「なに、みど何点やったん?」


さっきまで会話に参加していなかった達郎が、興味津々といった様子でみどりと由香の間に入っていった。

それを横目に、俺は間違えた問題を見直し始める。


「え、みど420点!? 俺も俺も!」

「たっくんも420点やったん? 一緒やね!」


さっきは耳打ちしていたのに、もういいのか。大声で点数を言い合い、一緒だと騒ぐみどりと達郎。


「由香は?」

「私はー、みどとたっくんの点数プラス26点やった」

「プラス26点って……え、446点!?」

「さすが由香やなー」


間違えていたのは計算問題だった。
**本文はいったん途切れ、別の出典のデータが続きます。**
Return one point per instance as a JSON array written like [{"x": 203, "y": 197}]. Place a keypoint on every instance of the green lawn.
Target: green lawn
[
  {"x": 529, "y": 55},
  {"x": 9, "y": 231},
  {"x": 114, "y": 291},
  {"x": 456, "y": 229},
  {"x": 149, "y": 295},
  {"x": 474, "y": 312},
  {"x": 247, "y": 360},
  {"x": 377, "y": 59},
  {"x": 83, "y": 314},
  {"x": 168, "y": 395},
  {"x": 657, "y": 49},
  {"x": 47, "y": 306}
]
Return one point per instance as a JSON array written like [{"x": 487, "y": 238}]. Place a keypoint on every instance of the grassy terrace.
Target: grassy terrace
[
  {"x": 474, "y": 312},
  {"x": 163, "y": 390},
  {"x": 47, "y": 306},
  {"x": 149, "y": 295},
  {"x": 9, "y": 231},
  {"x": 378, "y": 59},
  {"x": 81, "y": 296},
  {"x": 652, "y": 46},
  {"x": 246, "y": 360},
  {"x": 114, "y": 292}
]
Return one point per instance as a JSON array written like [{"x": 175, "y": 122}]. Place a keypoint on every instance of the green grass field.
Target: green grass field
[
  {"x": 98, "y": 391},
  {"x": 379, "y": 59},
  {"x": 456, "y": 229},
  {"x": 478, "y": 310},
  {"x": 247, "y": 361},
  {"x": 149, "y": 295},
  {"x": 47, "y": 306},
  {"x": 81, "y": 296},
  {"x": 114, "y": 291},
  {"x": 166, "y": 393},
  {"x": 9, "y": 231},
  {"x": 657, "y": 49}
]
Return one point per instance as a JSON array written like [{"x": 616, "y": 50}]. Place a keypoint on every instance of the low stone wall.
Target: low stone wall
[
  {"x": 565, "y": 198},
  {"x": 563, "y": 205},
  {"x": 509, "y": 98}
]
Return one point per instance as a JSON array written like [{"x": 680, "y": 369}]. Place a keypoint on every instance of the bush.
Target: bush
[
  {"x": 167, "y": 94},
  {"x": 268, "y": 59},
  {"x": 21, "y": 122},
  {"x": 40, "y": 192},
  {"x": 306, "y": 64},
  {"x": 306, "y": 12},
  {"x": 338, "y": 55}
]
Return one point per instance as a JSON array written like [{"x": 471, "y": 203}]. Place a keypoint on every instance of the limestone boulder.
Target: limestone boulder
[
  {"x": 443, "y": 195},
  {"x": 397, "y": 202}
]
マイナスを付け忘れたっていう、ケアレスミス。

あとは記述も、言葉が足りなくて丸が貰えていなかった。解説を読みながら、青ペンで直していく。


「そういえば、柊は何点やったん?」

「え」


突然、達郎から声を掛けられた。

少し集中していたものだから、一瞬何を聞かれたのか分からなかったけど、冷静に考える。


「それ気になるわー。柊って賢そうやもんね」


由香は好奇の目で見てきて、みどりも解答用紙で紙飛行機を折りながら俺を見た。そんなふうに見られると、なんか言いにくいんですけど。


「何点何点?」

「えー……」


これは絶対に言わないといけない雰囲気になってしまった。達郎なんて前のめりになっている。渋っても急かされるだけで、意味がない。


「絶対に言わないと駄目なわけ?」

「はーやーくー」

「……あー、もー……」


深い溜め息をひとつ。腹を決めて、小さな声で言った。